Anaesthesia ( IF 7.5 ) Pub Date : 2024-09-04 , DOI: 10.1111/anae.16425 Georgina Margiotta 1 , Felicity Plaat 1
The 7th National Audit Project (NAP7) confirmed haemorrhage as a leading cause of maternal cardiac arrest[1]. In this audit of cardiac arrest in patients under the care of an anaesthetist, nearly half of the obstetric cases involved a general anaesthetic, and anaesthetic care was judged to be a key factor in 68% of cases. The specific drugs used for induction of anaesthesia were not recorded [1]. We speculate that over-generous use of opioids may be implicated. In the hypovolaemic obstetric patient, it is important to minimise the haemodynamic effects of induction. Most anaesthetists are familiar with techniques that achieve smooth induction for patients with cardiac disease. During and after training, anaesthetists come across more opportunities to care for such patients compared with managing major trauma. This may explain why, anecdotally at least, they tend to opt for a ‘cardiac anaesthetic induction’ comprising high-dose opioids with a reduced dose of induction drug when providing anaesthesia to patients who are haemodynamically unstable [2].

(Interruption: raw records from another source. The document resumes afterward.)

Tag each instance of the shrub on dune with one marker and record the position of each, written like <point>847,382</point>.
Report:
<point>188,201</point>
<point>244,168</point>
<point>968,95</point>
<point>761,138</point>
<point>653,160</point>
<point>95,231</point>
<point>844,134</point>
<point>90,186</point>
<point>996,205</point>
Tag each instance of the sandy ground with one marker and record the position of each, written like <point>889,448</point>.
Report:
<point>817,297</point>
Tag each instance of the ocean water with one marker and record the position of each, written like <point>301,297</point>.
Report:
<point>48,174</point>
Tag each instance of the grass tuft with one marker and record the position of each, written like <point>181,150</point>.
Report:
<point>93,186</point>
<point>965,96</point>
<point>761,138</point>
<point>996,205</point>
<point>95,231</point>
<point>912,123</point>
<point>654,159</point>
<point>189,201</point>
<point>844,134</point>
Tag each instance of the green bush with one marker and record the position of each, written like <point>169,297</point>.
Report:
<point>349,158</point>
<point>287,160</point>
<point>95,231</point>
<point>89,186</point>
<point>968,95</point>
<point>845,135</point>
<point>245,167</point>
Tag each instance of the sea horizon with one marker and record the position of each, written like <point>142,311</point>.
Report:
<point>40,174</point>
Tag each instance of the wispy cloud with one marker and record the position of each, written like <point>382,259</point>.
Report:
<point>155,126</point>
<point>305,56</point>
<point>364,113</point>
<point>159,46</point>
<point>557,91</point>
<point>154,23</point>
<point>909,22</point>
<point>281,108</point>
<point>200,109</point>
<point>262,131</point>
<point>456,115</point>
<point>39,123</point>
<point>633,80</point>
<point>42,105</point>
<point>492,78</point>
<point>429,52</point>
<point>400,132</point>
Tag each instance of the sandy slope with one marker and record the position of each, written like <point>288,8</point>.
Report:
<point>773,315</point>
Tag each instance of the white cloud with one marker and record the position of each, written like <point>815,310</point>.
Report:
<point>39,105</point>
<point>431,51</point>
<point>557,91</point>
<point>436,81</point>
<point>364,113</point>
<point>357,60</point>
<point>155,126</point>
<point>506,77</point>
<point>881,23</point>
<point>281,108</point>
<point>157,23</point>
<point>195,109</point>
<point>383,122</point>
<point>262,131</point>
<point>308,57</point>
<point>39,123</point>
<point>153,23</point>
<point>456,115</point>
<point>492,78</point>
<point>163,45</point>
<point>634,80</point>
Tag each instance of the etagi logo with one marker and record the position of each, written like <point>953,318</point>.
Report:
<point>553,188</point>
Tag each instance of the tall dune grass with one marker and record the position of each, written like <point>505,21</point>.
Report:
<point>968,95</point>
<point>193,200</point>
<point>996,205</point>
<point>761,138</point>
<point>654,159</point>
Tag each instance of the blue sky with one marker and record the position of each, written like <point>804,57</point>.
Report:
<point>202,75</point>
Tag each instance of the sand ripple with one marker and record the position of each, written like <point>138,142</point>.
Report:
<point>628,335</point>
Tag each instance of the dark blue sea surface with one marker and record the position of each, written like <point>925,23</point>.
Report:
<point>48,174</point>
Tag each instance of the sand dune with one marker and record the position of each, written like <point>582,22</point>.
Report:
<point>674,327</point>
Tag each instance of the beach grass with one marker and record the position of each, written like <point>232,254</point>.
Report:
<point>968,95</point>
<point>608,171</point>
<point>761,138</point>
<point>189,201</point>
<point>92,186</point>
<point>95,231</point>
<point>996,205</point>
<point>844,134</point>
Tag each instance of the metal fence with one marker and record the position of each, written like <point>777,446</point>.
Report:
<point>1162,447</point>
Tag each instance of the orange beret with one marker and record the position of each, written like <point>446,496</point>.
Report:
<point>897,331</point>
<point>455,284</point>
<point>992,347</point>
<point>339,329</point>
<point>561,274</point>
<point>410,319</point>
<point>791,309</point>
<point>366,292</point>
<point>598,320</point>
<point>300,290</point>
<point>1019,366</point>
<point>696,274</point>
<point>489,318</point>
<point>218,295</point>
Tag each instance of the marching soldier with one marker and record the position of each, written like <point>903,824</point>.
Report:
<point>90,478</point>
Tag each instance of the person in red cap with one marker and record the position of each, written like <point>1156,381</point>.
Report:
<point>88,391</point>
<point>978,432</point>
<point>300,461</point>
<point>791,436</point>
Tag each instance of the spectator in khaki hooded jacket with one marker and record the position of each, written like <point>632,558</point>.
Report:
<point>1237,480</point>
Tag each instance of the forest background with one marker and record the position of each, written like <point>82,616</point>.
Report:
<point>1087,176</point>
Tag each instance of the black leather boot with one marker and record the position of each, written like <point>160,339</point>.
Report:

Liberal use of opioids in a hypovolaemic patient may, however, worsen haemodynamic status. Due to a reduced volume of distribution and clearance, plasma concentrations of fentanyl during haemorrhage can double. Activation of the sympathetic nervous system maintains cardiac output in the face of hypovolaemia through an increase in heart rate and systemic vascular resistance [3]. Fentanyl, through its sympatholytic action, can obtund these mechanisms, exacerbating haemodynamic instability, especially at high doses. It is for this reason that rapid sequence induction in a patient with shock is undertaken using limited doses of opioids, e.g. 1 μg.kg-1 of fentanyl [4]. Once effective volume resuscitation has been established and blood pressure has increased, fentanyl can be titrated in aliquots to dilate the microcirculation and restore tissue perfusion, as evidenced by a reduction in serum lactate and base deficit [5].
To promote haemodynamic stability, we suggest that the anaesthetic management of an obstetric patient with haemorrhage should be more akin to that of a patient with trauma and shock by judicious use of opioids and induction with drugs such as ketamine. A ‘cardiac anaesthetic’ should instead be reserved for those with cardiac pathology.
中文翻译:
是时候像治疗创伤患者一样治疗出血产科患者并降低阿片类药物的剂量了
第七次国家审计项目(NAP7)确认出血是孕产妇心脏骤停的主要原因[ 1 ]。在对麻醉师护理下的患者心脏骤停的审计中,近一半的产科病例涉及全身麻醉,麻醉护理被认为是 68% 病例的关键因素。没有记录用于麻醉诱导的具体药物[ 1 ]。我们推测可能与过度大量使用阿片类药物有关。对于低血容量产科患者,重要的是尽量减少引产对血流动力学的影响。大多数麻醉师都熟悉为心脏病患者实现顺利诱导的技术。在培训期间和培训后,与处理重大创伤相比,麻醉师有更多机会护理此类患者。这至少可以解释为什么在为血流动力学不稳定的患者提供麻醉时,他们倾向于选择“心脏麻醉诱导”,其中包括高剂量阿片类药物和减少剂量的诱导药物[ 2 ]。
然而,低血容量患者大量使用阿片类药物可能会恶化血流动力学状态。由于分布和清除体积减少,出血期间芬太尼的血浆浓度可能加倍。交感神经系统的激活通过增加心率和全身血管阻力来维持低血容量时的心输出量[ 3 ]。芬太尼通过其交感神经作用,可以阻碍这些机制,加剧血流动力学不稳定,特别是在高剂量时。正是出于这个原因,使用有限剂量的阿片类药物(例如 1 μg.kg -1芬太尼)对休克患者进行快速序列诱导[ 4 ]。一旦建立有效的容量复苏并且血压升高,可以等分滴定芬太尼以扩张微循环并恢复组织灌注,血清乳酸和碱缺乏的减少就证明了这一点[ 5 ]。
为了促进血流动力学稳定性,我们建议产科出血患者的麻醉管理应与创伤和休克患者的麻醉管理更加相似,明智地使用阿片类药物和氯胺酮等药物进行诱导。相反,“心脏麻醉剂”应该留给患有心脏病的人。